Mit dem kooperativen Brettspiel „Taskforce: Saving Antiquities“ werden Handlungsspielräume und Entscheidungsstrukturen simuliert, die für die Arbeit mit Kulturgut grundlegend sind. Die Spielerinnen und Spieler lernen die komplexen Prozesse von der Bewahrung bis zur Rückgabe von Kulturgütern kennen und stellen sich den Kernfragen des Kulturgutschutzes, wie „Wer engagiert sich für den Schutz? Welche Kompetenzen sind gefragt, wenn die Echtheit eines Objekts geprüft werden muss? Wer recherchiert die Objektgeschichte?“

ILLICID
Gefördert vom Bundesministerium für Bildung und Forschung, wurden von 2015 bis 2018 wissenschaftliche Methoden zur Beschreibung und Analyse des Handels mit archäologischen Kulturgütern in Deutschland entwickelt und erprobt. 2020 veröffentlichte das ILLICID-Projekt unter Leitung von Prof. Dr. Markus Hilgert einen Abschlussbericht mit Handlungsempfehlungen. Eine der Handlungsempfehlungen benennt die Schärfung des gesamtgesellschaftlichen Bewusstseins für die Bedeutung von Kulturgütern, für deren Gefährdungen und für die besondere Verantwortung der im Kulturguthandel aktiven Institutionen und Akteure. Die Bewusstseinsbildung soll durch öffentlichkeitswirksame Kampagnen und Vermittlungsformate, die Erweiterung entsprechender Schul-, Studien-, Aus- und Weiterbildungscurricula sowie die verstärkte Erforschung und Veröffentlichung von Provenienzen vorangetrieben werden.

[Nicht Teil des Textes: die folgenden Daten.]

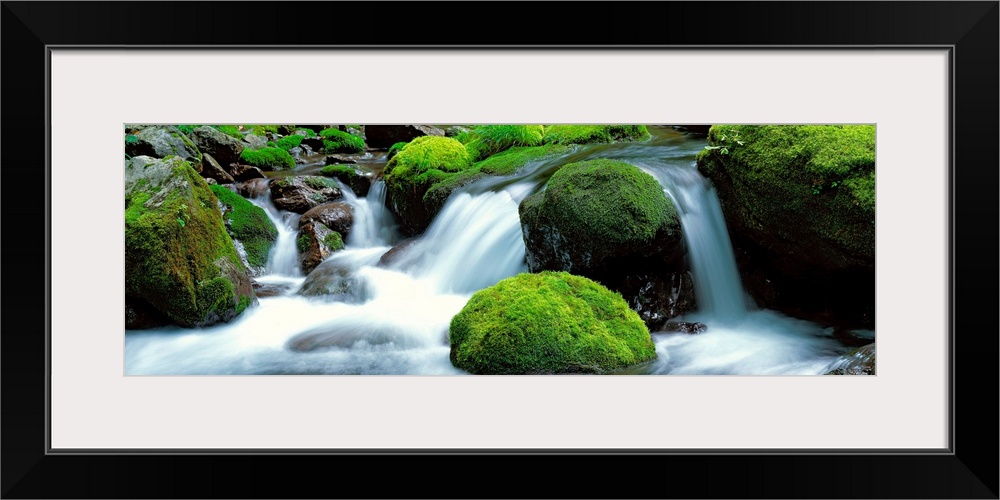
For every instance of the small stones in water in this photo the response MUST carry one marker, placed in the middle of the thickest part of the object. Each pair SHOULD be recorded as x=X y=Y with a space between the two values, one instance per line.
x=685 y=327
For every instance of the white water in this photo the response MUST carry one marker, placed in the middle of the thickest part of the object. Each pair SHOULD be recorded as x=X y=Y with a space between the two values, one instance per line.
x=400 y=324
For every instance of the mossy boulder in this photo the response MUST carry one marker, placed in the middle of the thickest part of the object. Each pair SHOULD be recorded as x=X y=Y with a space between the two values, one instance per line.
x=487 y=140
x=424 y=162
x=160 y=142
x=300 y=193
x=315 y=243
x=224 y=148
x=599 y=216
x=179 y=258
x=545 y=323
x=587 y=134
x=338 y=141
x=249 y=227
x=267 y=158
x=611 y=222
x=799 y=202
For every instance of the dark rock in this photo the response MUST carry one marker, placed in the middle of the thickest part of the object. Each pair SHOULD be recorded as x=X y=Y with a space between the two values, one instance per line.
x=390 y=257
x=301 y=193
x=223 y=148
x=159 y=142
x=384 y=136
x=243 y=172
x=315 y=243
x=212 y=170
x=333 y=281
x=337 y=216
x=684 y=327
x=252 y=188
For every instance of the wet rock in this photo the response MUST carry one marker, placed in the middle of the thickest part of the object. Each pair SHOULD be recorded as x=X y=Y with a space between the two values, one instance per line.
x=301 y=193
x=159 y=142
x=253 y=188
x=315 y=243
x=212 y=170
x=333 y=281
x=223 y=148
x=337 y=216
x=684 y=327
x=384 y=136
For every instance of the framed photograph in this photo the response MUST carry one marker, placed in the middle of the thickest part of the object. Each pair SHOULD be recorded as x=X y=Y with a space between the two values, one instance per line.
x=906 y=110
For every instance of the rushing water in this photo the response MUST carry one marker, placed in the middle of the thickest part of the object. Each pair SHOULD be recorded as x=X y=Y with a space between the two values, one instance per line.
x=398 y=320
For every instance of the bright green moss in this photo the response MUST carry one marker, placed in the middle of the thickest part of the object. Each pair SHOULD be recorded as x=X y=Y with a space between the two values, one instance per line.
x=268 y=158
x=604 y=201
x=289 y=142
x=230 y=130
x=487 y=140
x=551 y=322
x=586 y=134
x=338 y=141
x=176 y=246
x=247 y=223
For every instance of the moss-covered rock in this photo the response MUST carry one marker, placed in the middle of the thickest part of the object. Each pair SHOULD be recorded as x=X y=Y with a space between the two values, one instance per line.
x=224 y=148
x=350 y=176
x=179 y=258
x=586 y=134
x=267 y=158
x=425 y=161
x=487 y=140
x=315 y=243
x=799 y=202
x=160 y=142
x=338 y=141
x=551 y=322
x=249 y=226
x=597 y=215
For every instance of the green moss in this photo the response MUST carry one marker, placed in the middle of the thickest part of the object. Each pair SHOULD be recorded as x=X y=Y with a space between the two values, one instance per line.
x=249 y=224
x=289 y=142
x=175 y=267
x=551 y=322
x=334 y=241
x=586 y=134
x=606 y=201
x=230 y=130
x=394 y=149
x=338 y=141
x=268 y=158
x=487 y=140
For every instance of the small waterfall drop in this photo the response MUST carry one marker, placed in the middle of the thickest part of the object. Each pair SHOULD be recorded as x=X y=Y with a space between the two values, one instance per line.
x=717 y=282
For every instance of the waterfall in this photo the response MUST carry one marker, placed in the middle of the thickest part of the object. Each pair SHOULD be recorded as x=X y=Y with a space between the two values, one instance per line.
x=284 y=258
x=718 y=287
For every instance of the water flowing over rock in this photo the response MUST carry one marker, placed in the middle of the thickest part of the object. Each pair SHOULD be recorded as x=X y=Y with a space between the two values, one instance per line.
x=301 y=193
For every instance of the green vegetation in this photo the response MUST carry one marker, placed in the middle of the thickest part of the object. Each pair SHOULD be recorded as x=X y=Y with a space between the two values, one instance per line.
x=602 y=203
x=550 y=322
x=586 y=134
x=268 y=158
x=247 y=223
x=178 y=255
x=230 y=130
x=338 y=141
x=487 y=140
x=288 y=142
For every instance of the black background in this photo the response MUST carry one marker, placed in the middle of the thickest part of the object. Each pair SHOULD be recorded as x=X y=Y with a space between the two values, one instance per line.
x=971 y=472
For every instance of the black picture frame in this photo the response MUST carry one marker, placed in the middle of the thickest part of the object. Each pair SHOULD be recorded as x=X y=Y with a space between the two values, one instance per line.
x=970 y=470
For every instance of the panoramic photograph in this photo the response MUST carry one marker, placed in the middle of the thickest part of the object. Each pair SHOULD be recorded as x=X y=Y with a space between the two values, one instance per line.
x=499 y=249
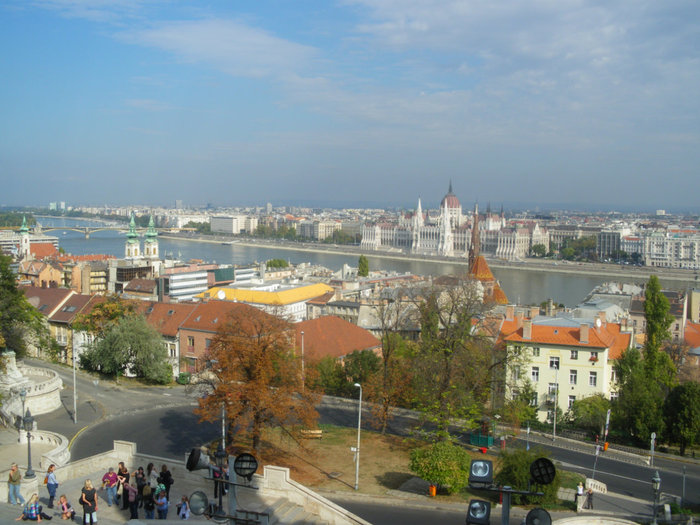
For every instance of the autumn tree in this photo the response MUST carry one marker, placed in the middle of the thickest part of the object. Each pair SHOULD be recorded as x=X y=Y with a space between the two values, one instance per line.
x=454 y=357
x=362 y=266
x=20 y=322
x=256 y=376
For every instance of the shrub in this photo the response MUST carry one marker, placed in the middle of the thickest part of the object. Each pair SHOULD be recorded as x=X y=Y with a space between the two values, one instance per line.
x=443 y=464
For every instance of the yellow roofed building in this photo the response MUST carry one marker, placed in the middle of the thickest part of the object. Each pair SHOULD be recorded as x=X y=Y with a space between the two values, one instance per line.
x=277 y=298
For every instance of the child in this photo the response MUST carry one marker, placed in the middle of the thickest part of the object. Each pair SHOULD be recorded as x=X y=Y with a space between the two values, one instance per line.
x=64 y=507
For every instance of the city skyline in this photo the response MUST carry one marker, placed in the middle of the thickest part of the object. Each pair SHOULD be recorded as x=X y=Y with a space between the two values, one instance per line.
x=548 y=104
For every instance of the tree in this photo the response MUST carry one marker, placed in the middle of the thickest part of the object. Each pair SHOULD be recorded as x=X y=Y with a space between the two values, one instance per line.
x=442 y=463
x=539 y=250
x=514 y=471
x=682 y=409
x=20 y=322
x=590 y=413
x=362 y=266
x=104 y=315
x=256 y=376
x=130 y=346
x=454 y=358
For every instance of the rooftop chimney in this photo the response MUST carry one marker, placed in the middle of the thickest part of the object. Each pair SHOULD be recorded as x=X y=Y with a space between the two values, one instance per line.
x=584 y=333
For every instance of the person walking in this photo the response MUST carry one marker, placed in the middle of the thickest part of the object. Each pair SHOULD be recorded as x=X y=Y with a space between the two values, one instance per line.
x=14 y=482
x=149 y=504
x=166 y=478
x=123 y=476
x=132 y=494
x=51 y=484
x=88 y=499
x=162 y=505
x=110 y=481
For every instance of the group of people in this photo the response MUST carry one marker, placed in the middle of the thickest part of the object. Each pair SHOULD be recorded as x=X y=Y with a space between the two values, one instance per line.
x=148 y=489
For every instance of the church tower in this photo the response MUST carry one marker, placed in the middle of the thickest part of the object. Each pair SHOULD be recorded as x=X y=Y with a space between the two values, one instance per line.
x=150 y=245
x=24 y=244
x=132 y=249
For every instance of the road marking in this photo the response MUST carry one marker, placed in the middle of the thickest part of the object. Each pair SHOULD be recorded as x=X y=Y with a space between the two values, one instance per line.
x=76 y=435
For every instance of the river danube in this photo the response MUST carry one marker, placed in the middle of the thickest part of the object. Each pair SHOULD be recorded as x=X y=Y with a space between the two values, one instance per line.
x=520 y=285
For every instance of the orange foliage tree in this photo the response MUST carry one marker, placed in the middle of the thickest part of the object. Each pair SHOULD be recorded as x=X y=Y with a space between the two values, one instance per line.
x=256 y=376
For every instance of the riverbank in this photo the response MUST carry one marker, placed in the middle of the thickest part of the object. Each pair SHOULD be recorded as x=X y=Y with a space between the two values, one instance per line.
x=618 y=272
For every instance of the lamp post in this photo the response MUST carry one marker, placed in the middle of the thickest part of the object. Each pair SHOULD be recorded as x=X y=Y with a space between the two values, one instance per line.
x=656 y=487
x=303 y=379
x=556 y=402
x=28 y=424
x=357 y=449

Weitere Informationen zu ILLICID: www.kulturstiftung.de/illicid/

NEXUD
Die Kulturstiftung der Länder realisiert seit 2021 zusammen mit der Beauftragten der Bundesregierung für Kultur und Medien das „Kompetenznetzwerk Kulturgutschutz in Deutschland – NEXUD“. In einer Pilotphase von zunächst drei Jahren bündelt NEXUD eine Vielfalt hochspezialisierter wissenschaftlicher Kompetenzen an Hochschulen, außeruniversitären Forschungseinrichtungen und kulturgutbewahrenden Einrichtungen. Bundes- und Landesbehörden wird mit NEXUD künftig ein systematisierter Zugriff auf eine breitgefächerte, wissenschaftliche Expertise ermöglicht, um antikes oder archäologisches Kulturgut zügig verifizieren zu können.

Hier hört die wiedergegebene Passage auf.